Il retrouva dans la cabine du capitaine le fameux tonnelet à tabac bien fermé, et, à l’intérieur, la grande pipe de porcelaine, intacte malgré sa fragilité. Il chargea aussi sur son radeau une grande quantité de planches arrachées au pont et aux cloisons du navire. Enfin il trouva dans la cabine du second une Bible en bon état qu’il emporta enveloppée dans un lambeau de voile pour la protéger.
Dès le lendemain, il entreprit la construction d’une embarcation qu’il baptisa par anticipation L’Évasion.

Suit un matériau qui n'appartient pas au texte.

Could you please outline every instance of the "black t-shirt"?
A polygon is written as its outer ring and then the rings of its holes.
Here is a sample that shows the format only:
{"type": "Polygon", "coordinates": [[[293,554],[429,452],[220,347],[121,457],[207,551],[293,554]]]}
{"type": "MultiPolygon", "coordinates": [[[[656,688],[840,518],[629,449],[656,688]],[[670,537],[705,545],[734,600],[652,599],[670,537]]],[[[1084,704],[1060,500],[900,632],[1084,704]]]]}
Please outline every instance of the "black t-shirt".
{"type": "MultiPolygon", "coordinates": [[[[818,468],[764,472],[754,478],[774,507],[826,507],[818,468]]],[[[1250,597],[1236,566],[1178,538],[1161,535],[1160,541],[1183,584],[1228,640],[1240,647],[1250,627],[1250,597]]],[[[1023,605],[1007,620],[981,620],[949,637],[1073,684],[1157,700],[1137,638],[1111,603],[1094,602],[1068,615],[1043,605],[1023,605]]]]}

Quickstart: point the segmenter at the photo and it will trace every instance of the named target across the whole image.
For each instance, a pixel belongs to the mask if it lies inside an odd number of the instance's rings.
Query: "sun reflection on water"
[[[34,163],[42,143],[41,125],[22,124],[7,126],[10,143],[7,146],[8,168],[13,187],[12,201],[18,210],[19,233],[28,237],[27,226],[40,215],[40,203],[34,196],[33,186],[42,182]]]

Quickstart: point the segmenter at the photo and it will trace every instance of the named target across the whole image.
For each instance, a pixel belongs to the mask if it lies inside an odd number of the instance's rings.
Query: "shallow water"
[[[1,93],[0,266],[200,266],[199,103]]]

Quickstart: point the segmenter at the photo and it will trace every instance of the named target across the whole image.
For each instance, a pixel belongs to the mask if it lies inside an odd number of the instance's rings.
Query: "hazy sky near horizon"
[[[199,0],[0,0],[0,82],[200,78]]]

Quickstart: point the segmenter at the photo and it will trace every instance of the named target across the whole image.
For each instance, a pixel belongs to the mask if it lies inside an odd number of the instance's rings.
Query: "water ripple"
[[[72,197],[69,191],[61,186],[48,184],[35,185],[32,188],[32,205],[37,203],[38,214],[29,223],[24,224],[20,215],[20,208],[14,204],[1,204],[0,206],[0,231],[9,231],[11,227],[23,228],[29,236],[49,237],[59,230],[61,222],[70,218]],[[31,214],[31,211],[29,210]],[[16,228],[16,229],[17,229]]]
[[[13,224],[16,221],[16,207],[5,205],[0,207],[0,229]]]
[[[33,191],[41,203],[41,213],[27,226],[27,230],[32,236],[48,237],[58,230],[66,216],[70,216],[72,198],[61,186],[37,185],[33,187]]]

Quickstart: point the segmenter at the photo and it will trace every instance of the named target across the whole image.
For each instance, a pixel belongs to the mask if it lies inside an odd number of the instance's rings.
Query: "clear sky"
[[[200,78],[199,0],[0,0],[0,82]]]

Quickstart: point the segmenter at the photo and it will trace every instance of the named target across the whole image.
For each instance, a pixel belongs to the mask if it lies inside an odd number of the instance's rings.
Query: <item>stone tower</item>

5. Dans une clairière parfaitement plane,
Dans une clairière parfaitement plane, Robinson mit à jour sous les herbes un beau tronc de myrte sec, sain et de belle venue qui pourrait faire la pièce maîtresse de son futur bateau. Il se mit aussitôt au travail, non sans continuer à surveiller l’horizon qu’il pouvait voir de son chantier, car il espérait toujours la survenue d’un navire. Après avoir ébranché le tronc, il l’attaqua à la hache pour lui donner le profil d’une poutre rectangulaire. Malgré toutes ses recherches dans La Virginie, il n’avait pu trouver ni clous, ni vis, ni vilebrequin, ni même une scie. Il travaillait lentement, soigneusement, assemblant les pièces du bateau comme celles d’un puzzle. Il escomptait que l’eau en faisant gonfler le bois donnerait à la coque une solidité et une étanchéité supplémentaires. Il eut même l’idée de durcir à la flamme l’extrémité des pièces, puis de les arroser après l’assemblage pour mieux les souder dans leur logement. Cent fois le bois se fendit sous l’action soit de l’eau, soit de la flamme, mais il recommençait toujours sans ressentir ni fatigue ni impatience.
Dans ces travaux c’était le manque d’une scie dont Robinson souffrait le plus. Cet outil – impossible à fabriquer avec des moyens de fortune – lui aurait épargné des mois de travail à la hache et au couteau. Un matin, il crut rêver encore en entendant à son réveil un bruit qui ne pouvait être que celui d’un scieur en action. Parfois le bruit s’interrompait, comme si le scieur changeait de bûche, puis il reprenait avec une régularité monotone. Robinson sortit doucement du trou de rocher où il avait l’habitude de dormir, et il avança à pas de loup vers l’endroit d’où provenait le bruit. D’abord il ne vit rien, mais il finit par découvrir au pied d’un palmier un crabe gigantesque qui sciait avec ses pinces une noix de coco serrée dans ses pattes. Dans les branches de l’arbre, à six mètres de haut, un autre crabe cisaillait la queue des noix pour les faire tomber. Les deux crabes ne parurent pas du tout gênés par l’arrivée de Robinson et ils poursuivirent tranquillement leur bruyant travail.

Faute de vernis ou même de goudron pour enduire la coque, Robinson entreprit de fabriquer de la glu. Il dut pour cela raser presque entièrement un petit bois de houx qu’il avait repéré dès le début de son travail. Pendant quarante-cinq jours, il débarrassa les arbustes de leur première écorce, et recueillit l’écorce intérieure en la découpant en lanières. Puis il fit longtemps bouillir dans un chaudron ces lanières d’écorce, et il les vit peu à peu se décomposer en un liquide épais et visqueux. Il répandit ce liquide encore brûlant sur la coque du bateau.
L’Évasion était terminée. Robinson commença à rassembler les provisions qu’il embarquerait avec lui. Mais il abandonna bientôt cette besogne en songeant qu’il convenait d’abord de mettre à l’eau sa nouvelle embarcation pour voir comment elle se comporterait. En vérité il avait très peur de cette épreuve qui allait décider de son avenir. L’Évasion allait-elle bien tenir la mer ? Serait-elle assez étanche ? N’allait-elle pas chavirer sous l’effet de la première vague ? Dans ses pires cauchemars, elle coulait à pic à peine avait-elle touché l’eau, et Robinson la voyait s’enfoncer comme une pierre dans des profondeurs vertes…
Enfin il se décida à procéder au lancement de L’Évasion. Il constata d’abord qu’il était incapable de traîner sur l’herbe et sur le sable jusqu’à la mer cette coque qui devait bien peser cinq cents kilos. À vrai dire, il avait complètement négligé ce problème du transport du bateau jusqu’au rivage. C’était en partie parce qu’il avait trop lu la Bible, et surtout les pages concernant l’Arche de Noé. Construite loin de la mer, l’arche n’avait eu qu’à attendre que l’eau vînt à elle sous forme de pluie et de ruissellements du haut des montagnes.